Dussasan stood in the doorway, a hungry expression on his face. ‘You had a question for the assembly, had you not, my dear? I’ve been sent to escort you there, so that you may ask it in person.’ He sprang at her.

Panchali wasted no time on protest or plaint. She elbowed Dussasan in the stomach as hard as could and he doubled over with a grunt of pain. She had hardly reached for her sword when he grabbed hold of her by her hair. She grimaced at the pain, but said nothing.

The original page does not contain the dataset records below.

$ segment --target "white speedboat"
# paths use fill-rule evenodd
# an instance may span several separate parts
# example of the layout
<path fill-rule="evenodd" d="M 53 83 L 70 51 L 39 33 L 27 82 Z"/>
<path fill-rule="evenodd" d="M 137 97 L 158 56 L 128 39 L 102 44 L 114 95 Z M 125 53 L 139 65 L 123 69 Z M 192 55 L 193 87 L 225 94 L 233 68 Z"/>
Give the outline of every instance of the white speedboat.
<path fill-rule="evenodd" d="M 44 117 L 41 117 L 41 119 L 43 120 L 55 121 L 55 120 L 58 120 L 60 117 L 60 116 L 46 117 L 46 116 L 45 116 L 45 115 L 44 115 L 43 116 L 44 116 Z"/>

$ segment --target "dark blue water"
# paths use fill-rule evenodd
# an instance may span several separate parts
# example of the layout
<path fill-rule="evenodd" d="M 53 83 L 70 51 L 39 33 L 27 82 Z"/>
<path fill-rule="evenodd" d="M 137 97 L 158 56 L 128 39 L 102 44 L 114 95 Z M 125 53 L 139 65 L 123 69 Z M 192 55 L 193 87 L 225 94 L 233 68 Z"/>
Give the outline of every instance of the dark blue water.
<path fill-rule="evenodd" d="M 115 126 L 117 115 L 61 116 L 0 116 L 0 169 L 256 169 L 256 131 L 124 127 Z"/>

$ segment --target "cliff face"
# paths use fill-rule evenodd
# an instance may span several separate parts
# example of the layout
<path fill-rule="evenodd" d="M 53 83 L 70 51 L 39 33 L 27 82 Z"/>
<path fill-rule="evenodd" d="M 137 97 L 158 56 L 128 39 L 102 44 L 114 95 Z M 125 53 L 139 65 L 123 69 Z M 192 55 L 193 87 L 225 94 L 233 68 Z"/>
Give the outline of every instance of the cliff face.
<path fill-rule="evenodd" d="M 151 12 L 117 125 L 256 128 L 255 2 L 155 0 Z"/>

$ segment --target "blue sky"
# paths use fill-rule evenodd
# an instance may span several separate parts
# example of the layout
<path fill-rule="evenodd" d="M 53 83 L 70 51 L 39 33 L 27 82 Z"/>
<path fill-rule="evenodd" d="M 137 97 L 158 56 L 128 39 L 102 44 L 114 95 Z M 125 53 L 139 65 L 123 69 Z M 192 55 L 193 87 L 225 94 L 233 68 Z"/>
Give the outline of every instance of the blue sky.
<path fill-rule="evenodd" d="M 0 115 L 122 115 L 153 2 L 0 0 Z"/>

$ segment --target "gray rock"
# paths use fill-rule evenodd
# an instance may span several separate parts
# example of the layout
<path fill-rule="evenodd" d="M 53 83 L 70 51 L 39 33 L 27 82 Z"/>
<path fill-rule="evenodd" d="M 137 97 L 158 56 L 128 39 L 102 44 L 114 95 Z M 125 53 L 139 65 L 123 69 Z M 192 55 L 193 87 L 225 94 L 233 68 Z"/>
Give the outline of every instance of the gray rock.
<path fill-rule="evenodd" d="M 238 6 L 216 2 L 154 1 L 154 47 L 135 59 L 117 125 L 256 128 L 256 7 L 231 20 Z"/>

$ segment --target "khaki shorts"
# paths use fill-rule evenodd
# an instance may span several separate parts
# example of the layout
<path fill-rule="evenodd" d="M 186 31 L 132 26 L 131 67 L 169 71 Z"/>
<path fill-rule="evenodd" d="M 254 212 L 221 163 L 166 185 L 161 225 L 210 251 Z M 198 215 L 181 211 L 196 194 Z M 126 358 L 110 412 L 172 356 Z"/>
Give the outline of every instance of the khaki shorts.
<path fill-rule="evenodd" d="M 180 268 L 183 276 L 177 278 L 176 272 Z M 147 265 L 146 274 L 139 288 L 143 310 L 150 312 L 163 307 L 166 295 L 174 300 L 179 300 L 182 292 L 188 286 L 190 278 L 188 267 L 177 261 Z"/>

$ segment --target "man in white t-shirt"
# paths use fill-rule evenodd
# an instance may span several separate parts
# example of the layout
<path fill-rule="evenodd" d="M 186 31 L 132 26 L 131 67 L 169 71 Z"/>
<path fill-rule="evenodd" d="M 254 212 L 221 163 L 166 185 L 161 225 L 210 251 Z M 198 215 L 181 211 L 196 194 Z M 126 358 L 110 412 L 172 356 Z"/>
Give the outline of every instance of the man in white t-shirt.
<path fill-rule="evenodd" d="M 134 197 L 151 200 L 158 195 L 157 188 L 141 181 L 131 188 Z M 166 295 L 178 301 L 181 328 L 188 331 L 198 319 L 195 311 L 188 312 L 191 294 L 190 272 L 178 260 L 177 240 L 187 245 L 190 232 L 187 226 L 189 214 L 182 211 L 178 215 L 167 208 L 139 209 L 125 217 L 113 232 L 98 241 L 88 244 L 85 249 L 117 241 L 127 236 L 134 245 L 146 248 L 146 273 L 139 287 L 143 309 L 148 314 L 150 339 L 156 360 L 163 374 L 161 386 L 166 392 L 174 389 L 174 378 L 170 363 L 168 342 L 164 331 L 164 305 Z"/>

Dussasan twisted her around, making her face him. ‘Slave!’ he cackled. ‘You whore! Come, you are ours now.’

‘This is madness! How dare you? Let go of me!’ Panchali demanded.

‘Hush, my dear,’ Dussasan said, unaffected. ‘You’ve been duly wagered and lost by your husband. You’re now rightfully our property, a slave to the Kuru princes.’ He caught her face in his thick fingers and forced her to look at him. The action prompted her handmaidens to gasp, but the same sway of authority that had led them to accept their Emperor’s untenable stakes without question now kept them from questioning a prince’s deeds, no matter how vile. They stayed silent and still, their eyes fixed on the floor.

Oblivious to them, Dussasan bent his head and ran his thick tongue up the side of Panchali’ neck and face. She squirmed. In response, Dussasan trailed his thick fingers over her thigh, cupping her from behind to pull her close against him. He forced his fingers against her skin, howling with feral delight as they came away stained red with her monthly blood.

‘They say an insatiable woman like you is all the more desirable when your season is upon you…like a wild animal in heat.’

Panchali let a defiant screech escape her, as she struggled against Dussasan’s hold. It only served to spur him on. His gaze leaving no doubt as to his future plans, he taunted her, ‘If you’d been any other slave in this palace, I’d have taken you right here, right now. The things I want to do to you…’ he left the sentence unfinished. With a chuckle he added, ‘But who knows, you might enjoy my…special attentions…insatiable as you are! We shall see. For now,
slave
, come along. Your masters are calling for you. Come now,
whore
!’ He began dragging her out of the door and towards the assembly.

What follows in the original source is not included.